Vision Transformer has a significantly lower inductive bias than CNNs in image-specific information. VIT only has local and translational equivariant MLP layers, while the self-attention layers are global. A 2-dimensional neighborhood structure is used sparingly: the image is cut into patches at the beginning and the position embeddings are resized as needed at the fine-tuning time. Alternatively, the input sequence can consist of a CNN's feature map on which the patch embedding projection is applied.
Vision Transformers are pre-trained on large datasets and fine-tuned to (smaller) downstream tasks. For fine-tuning, a projection head is removed and a zero-initialized $D \times K$ feedforward layer is attached with $K$ being the number of downstream classes. It is also beneficial to use higher resolution then in pre-training. Also ViT can handle arbitrary sequence lengths but the pre-trained position embeddings can become sufficient. It is necessary to point out that resolution adjustment and patch extraction are the only points at which an inductive bias about the 2-dimensional structure of the images is manually injected into the Vision Transformers


##### Experiments

Similarly to BERT models, multiple versions of the model at various scales were created. They have created Base = "B", Large = "L", Huge = "H" versions of ViT, with 12, 24 and 32 layers and 86M, 307M and 632M parameters respectively.

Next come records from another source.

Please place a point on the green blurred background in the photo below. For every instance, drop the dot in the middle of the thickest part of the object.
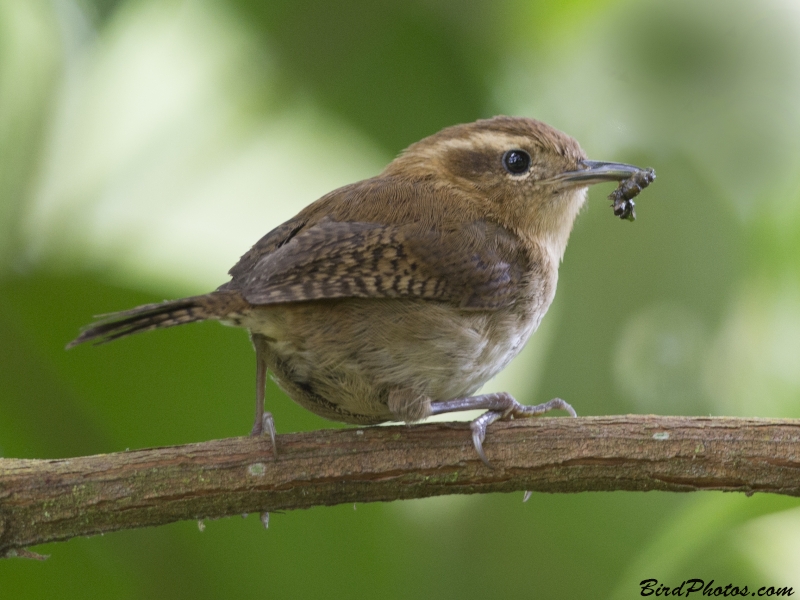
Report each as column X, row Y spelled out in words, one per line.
column 146, row 144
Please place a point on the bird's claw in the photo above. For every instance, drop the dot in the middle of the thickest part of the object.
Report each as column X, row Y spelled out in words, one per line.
column 266, row 426
column 513, row 409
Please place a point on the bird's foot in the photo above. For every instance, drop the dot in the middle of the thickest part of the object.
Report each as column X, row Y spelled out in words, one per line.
column 266, row 425
column 499, row 406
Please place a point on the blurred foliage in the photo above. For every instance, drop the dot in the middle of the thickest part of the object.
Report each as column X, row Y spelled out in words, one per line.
column 144, row 145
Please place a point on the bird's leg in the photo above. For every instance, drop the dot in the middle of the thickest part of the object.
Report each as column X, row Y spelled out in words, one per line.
column 498, row 406
column 264, row 421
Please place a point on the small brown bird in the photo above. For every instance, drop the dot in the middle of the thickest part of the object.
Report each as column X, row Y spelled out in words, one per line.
column 395, row 298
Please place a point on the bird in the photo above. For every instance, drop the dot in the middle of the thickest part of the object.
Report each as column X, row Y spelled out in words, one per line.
column 397, row 297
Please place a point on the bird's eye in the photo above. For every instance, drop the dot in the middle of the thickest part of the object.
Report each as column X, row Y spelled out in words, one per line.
column 517, row 161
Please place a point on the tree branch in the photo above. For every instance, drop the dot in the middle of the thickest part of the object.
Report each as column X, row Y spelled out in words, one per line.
column 48, row 500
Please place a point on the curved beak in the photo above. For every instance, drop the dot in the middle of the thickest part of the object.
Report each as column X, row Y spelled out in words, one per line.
column 597, row 172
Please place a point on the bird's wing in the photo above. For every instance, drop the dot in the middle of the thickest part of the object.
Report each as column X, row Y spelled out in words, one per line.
column 476, row 264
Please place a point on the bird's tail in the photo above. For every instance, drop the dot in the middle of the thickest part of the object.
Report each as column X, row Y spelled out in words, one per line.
column 111, row 326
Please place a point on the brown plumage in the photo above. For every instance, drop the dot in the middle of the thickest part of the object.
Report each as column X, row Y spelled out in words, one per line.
column 397, row 297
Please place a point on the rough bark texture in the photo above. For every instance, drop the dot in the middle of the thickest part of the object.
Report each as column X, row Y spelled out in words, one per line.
column 48, row 500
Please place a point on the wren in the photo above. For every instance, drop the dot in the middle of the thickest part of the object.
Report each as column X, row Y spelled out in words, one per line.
column 397, row 297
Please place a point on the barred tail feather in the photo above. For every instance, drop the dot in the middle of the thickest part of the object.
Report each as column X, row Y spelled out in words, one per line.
column 112, row 326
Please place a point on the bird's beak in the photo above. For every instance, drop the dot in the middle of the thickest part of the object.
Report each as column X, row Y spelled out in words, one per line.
column 593, row 171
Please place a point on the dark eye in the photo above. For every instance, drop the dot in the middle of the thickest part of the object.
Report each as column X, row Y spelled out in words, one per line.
column 516, row 161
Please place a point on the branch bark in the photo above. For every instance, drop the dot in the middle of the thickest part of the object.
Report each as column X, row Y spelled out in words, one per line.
column 49, row 500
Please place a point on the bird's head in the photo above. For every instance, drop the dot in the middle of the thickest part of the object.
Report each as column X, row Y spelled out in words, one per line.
column 524, row 174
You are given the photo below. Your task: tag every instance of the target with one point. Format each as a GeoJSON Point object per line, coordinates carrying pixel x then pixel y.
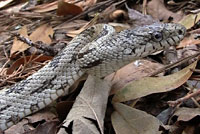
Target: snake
{"type": "Point", "coordinates": [98, 51]}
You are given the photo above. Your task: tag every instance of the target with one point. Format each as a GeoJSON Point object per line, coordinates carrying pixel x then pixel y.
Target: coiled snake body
{"type": "Point", "coordinates": [98, 51]}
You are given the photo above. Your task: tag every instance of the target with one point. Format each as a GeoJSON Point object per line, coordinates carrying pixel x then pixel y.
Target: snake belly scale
{"type": "Point", "coordinates": [98, 51]}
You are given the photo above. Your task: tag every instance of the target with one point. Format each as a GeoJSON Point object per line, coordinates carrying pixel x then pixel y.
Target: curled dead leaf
{"type": "Point", "coordinates": [128, 120]}
{"type": "Point", "coordinates": [150, 85]}
{"type": "Point", "coordinates": [65, 8]}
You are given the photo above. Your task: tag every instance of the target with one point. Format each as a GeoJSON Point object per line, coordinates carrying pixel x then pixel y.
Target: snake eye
{"type": "Point", "coordinates": [157, 36]}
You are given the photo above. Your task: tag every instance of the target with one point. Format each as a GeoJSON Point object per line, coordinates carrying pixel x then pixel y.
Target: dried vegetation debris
{"type": "Point", "coordinates": [32, 33]}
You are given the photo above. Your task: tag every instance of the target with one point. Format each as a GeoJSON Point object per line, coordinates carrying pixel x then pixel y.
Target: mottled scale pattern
{"type": "Point", "coordinates": [98, 51]}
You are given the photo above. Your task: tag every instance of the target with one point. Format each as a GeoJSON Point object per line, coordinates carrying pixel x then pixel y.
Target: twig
{"type": "Point", "coordinates": [180, 100]}
{"type": "Point", "coordinates": [179, 62]}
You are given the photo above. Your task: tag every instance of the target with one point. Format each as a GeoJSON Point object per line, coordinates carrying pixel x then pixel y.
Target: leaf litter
{"type": "Point", "coordinates": [55, 23]}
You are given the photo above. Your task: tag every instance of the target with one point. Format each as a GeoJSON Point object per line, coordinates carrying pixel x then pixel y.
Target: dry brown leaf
{"type": "Point", "coordinates": [73, 33]}
{"type": "Point", "coordinates": [19, 46]}
{"type": "Point", "coordinates": [18, 128]}
{"type": "Point", "coordinates": [65, 8]}
{"type": "Point", "coordinates": [42, 33]}
{"type": "Point", "coordinates": [46, 128]}
{"type": "Point", "coordinates": [21, 61]}
{"type": "Point", "coordinates": [46, 7]}
{"type": "Point", "coordinates": [133, 71]}
{"type": "Point", "coordinates": [25, 125]}
{"type": "Point", "coordinates": [139, 19]}
{"type": "Point", "coordinates": [189, 41]}
{"type": "Point", "coordinates": [89, 108]}
{"type": "Point", "coordinates": [158, 11]}
{"type": "Point", "coordinates": [127, 120]}
{"type": "Point", "coordinates": [5, 3]}
{"type": "Point", "coordinates": [186, 114]}
{"type": "Point", "coordinates": [150, 85]}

To explore the model scalability, the previous mentioned dataset ImageNet was used. In addition, ViT was compared against a slightly modified ResNet called "ResNet(BiT)". The batch Normalization layer was replaced with Group Normalization and used standardized convolutions. Another network that it was compared to was Noisy Student [@noisy], a large EfficientNet. Experiments showed that ViT Hughe with $14\times 14$ input patch size outperformed both CNN-based networks with an accuracy of 88.5%, whereas ResNet BiT had 87.54% and Noisy Student 88.4%. It is worth mentioning that ViT Large with $16\times 16$ input patch size had 87.76% accuracy on the same dataset.
Another thing worth pointing out is that ViT outperforms CNN-based architectures on all larger datasets yet performs slightly worse than CNN networks on a smaller dataset.

### Conclusion

In this chapter, the authors presented some of the current state-of-the-art approaches in Computer Vision. Nowadays, when technology is advancing each day, creating networks that would imitate human brain is more challenging. Still, the networks presented in this chapter are highly accurate and creating network which can out-perform them is challenging. Furthermore, it is noticeable that the application of CV is dictating the development of networks and frameworks which help humans with their everyday tasks.